Tesis Doctoral "A computational model of Modern Standard Arabic verbal morphology based on generation"

Doctorando: Alicia González Martínez

Director: Antonio Moreno Sandoval (UAM)

Fecha: martes 29 de enero de 2013, 11h00

Lugar de defensa:  Sala de Vídeo del Departamento de Filología Árabe, Módulo II, Facultad de Filosofía y Letras, Universidad Autónoma de Madrid


The computational handling of non-concatenative morphologies is still a challenge in the field of natural language processing. Amongst the various areas of research, Arabic morphology stands out due to its highly complex structure.

We propose a model for Arabic verbal morphology based on a root-and-pattern approach, which satisfies both computational consistency and an elegant formalization. Our model defines an abstract representation of prosodic templates and a set of intertwined morphemes that operate at different phonological levels, as well as a separate module of rewrite rules to deal with morphophonological and orthographic alterations. Our verbal system model asserts that Arabic exhibits two conjugational classes. 

The computational system, named Jabalín, is focused on generation—the program generates a full annotated lexicon of verbal forms, which is subsequently used to develop a morphological analyzer and generator. The input of the system consists of a lexicon of 15,452 verb lemmas of both Classical Arabic and Modern Standard Arabic—taken from El-Dahdah (1991)—comprising a total of 3,706 roots. The output of the system is a lexicon of 1,684,268 verbal inflected forms. 
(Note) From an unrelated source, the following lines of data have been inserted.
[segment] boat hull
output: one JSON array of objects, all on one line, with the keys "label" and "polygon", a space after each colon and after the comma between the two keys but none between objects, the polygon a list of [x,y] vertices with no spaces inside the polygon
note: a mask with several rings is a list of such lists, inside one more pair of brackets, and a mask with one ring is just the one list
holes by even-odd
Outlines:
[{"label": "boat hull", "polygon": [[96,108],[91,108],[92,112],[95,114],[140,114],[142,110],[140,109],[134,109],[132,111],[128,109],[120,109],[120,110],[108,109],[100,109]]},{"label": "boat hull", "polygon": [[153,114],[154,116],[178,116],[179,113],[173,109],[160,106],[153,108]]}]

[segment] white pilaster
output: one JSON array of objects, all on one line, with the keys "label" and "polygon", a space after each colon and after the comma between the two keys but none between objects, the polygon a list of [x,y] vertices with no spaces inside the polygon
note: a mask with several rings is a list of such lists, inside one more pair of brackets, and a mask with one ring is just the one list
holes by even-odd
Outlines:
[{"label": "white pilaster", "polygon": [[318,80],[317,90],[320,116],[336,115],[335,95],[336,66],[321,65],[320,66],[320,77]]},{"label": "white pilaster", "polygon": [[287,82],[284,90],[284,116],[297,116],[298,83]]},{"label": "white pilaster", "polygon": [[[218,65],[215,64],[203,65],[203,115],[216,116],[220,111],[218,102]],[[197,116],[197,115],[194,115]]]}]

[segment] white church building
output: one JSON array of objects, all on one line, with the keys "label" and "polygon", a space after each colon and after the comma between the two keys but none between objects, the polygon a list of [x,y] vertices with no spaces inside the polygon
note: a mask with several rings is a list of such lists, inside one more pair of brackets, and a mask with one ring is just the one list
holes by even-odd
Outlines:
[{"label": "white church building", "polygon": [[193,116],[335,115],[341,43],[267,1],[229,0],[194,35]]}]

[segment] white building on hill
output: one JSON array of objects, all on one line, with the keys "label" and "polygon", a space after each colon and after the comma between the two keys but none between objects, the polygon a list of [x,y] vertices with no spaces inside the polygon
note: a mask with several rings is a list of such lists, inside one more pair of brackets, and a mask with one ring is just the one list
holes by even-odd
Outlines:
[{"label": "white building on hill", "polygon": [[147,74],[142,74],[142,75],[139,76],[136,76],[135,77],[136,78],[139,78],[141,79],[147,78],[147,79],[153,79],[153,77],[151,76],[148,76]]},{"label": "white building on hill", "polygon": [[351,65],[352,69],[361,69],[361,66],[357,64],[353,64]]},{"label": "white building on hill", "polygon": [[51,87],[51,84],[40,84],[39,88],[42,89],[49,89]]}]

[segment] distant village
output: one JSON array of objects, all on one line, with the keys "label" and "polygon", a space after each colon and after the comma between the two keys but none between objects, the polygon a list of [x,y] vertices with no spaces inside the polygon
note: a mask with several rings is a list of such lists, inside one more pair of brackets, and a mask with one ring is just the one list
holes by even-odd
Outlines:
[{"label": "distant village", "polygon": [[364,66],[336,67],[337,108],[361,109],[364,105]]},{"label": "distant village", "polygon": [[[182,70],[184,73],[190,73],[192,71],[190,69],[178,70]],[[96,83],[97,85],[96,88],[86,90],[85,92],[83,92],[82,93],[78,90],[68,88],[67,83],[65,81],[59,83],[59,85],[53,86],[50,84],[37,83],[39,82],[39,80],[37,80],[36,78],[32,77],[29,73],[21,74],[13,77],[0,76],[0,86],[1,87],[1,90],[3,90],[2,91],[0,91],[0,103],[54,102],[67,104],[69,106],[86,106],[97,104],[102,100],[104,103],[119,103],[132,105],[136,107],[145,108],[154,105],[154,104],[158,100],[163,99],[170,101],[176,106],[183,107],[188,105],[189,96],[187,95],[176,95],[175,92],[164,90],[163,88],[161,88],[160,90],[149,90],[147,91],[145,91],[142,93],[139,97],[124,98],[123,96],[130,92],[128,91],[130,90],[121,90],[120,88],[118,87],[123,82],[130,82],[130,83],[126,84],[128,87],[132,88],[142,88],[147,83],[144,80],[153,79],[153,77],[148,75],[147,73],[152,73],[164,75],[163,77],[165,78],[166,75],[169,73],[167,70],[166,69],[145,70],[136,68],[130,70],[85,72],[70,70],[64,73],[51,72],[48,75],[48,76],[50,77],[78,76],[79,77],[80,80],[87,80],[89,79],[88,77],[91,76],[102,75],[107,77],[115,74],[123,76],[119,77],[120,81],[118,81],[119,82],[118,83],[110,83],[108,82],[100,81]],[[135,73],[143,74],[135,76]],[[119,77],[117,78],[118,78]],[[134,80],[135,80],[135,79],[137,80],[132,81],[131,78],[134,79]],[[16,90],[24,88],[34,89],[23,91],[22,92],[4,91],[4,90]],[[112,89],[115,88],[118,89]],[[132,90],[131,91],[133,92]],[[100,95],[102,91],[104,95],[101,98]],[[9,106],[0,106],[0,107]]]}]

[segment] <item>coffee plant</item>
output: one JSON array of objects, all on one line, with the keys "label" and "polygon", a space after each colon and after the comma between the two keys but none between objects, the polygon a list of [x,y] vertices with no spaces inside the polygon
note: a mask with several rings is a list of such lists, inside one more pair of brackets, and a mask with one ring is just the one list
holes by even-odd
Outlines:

We carried out an evaluation against a lexicon of inflected verbs provided by the analyzer ElixirFM (Smrž, 2007a; 2007b), which we considered a Golden Standard, achieving a precision of 99.52%. Additionally, we compared our lexicon with a list of the most frequent verb lemmas—including the most frequent verbs from each conjugation—taken from Buckwalter and Parkinson (2010). The list includes 825 verbs which are all included in our lexicon and passed an evaluation test with 99.27% of accuracy.

Jabalín is available under a GNU license, and can be accessed and tested through an online interface. The Jabalín interface provides different functionalities: analyze a form, generate the inflectional paradigm of a verb lemma, derive a root, show quantitative data, and explore the database, which includes data from the evaluation.